Evaluating AI agents needs environments with two properties that usually trade off: the rules have to be small enough to formalise cleanly, and the strategy has to be rich enough that simple heuristics get crushed by stronger play. Most environments are one or the other. Tic-tac-toe is too thin; modern video games are too thick. Planet Wars sits in the right middle.
The game itself: a few planets that produce ships over time, a clock, no fog of war (in the full-information variant). You can send ships to capture neutral planets, attack enemy ones, or sit back and accumulate. Five-minute rules, deep tactics.
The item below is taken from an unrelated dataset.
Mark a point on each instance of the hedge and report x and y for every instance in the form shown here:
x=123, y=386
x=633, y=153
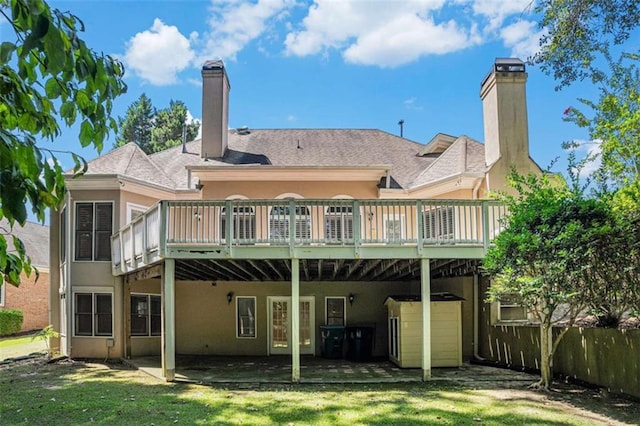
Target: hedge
x=10, y=321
A single match finishes in seconds, so you can run thousands of agent-vs-agent matches per evaluation round — which is what evolutionary loops need.
The repo packages the game two ways. Headless batch mode for evolutionary training (pack a generation against a roster of Hall-of-Fame opponents, score on win rate). GUI viewer for replay analysis (game_log_to_html_string exports a self-contained game replay you can scrub through). Both fully observable and partial-information variants are supported.
Built as the agent-evaluation testbed for the fsgp neuroevolution agenda — recent work has been on tier-0 tick-loop cleanup, packed-game scheduling so each evolved agent plays a multi-opponent round per Hall-of-Fame sample, and a GameProgressCallback that streams per-tick state to a W&B dashboard.